Zehun laughed at him. “In the interests of watching you struggle, I’m going to say no. He’s put someone else in charge and is running around as their pet general and all-around enforcer.”

“Well,” Mikodez said, “I suppose that even my favorite suicidal revenant might have enough of a sense of self-preservation to know that it’s better not to be the primary target. Plus, this way he can deny that he wants power for its own sake.”

“Quit stalling and get started, Mikodez.”

Mikodez considered what he’d been given. “I posit this: we’re too lackadaisical about responding to Jedao’s propaganda campaign. Ordinarily it’s a mistake to draw attention to whatever chatter is being distributed, but that’s when you have a better chance of monitoring the sources. We apparently never manage to track down the distribution channels. Even now there’s circumstantial evidence that he’s doing something unusual there. Istradez tells me it’s driving Intelligence wild, as if I couldn’t tell.” He eyed Fenez, who was clearly unimpressed. “Scenario aside, it’s infuriating that traffic analysis hasn’t yielded anything illuminating. If our agent on the Hierarchy of Feasts had run across anything, she’d have passed on word, but that’s assuming she hasn’t been killed or subverted or turned into a paperweight.”

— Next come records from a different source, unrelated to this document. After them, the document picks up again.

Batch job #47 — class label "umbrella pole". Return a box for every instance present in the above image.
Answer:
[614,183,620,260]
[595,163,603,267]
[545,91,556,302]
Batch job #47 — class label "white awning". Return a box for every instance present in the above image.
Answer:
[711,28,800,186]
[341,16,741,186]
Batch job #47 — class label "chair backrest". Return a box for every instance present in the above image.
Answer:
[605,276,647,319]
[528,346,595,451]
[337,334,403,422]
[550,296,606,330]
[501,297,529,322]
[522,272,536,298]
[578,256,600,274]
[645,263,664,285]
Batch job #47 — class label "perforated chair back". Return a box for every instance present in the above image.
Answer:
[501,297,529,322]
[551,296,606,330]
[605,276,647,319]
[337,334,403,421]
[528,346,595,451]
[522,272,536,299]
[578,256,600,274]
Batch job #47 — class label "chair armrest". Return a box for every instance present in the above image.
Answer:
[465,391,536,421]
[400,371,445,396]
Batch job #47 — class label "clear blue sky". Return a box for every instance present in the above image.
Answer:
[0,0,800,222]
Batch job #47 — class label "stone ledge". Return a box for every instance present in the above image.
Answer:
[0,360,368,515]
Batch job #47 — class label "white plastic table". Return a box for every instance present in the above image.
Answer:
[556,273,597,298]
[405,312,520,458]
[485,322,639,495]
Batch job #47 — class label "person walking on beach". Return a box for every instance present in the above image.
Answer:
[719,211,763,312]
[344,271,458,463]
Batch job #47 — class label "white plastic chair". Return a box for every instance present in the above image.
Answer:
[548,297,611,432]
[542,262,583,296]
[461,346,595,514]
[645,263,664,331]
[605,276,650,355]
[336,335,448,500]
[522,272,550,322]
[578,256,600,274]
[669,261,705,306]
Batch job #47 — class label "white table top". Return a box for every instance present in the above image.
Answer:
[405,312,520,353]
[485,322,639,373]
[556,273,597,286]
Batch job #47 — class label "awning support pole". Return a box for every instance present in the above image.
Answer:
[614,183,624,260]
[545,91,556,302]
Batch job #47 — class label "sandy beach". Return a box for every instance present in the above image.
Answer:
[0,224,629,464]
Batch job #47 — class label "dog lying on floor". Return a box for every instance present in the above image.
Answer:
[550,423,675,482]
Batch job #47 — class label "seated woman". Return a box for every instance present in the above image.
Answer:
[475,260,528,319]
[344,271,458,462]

“That’s just distribution, though,” Zehun said. “You haven’t accounted for the effectiveness of the propaganda. Yes, we’ve seen a few system-level successes on Jedao’s part, but they can be attributed to locals reacting to the Hafn breathing down their necks. So go back to the scenario. Jedao can’t have kept on broadcasting bulletins that suggest that he’s as nicely leashed as someone’s dog. What changes?”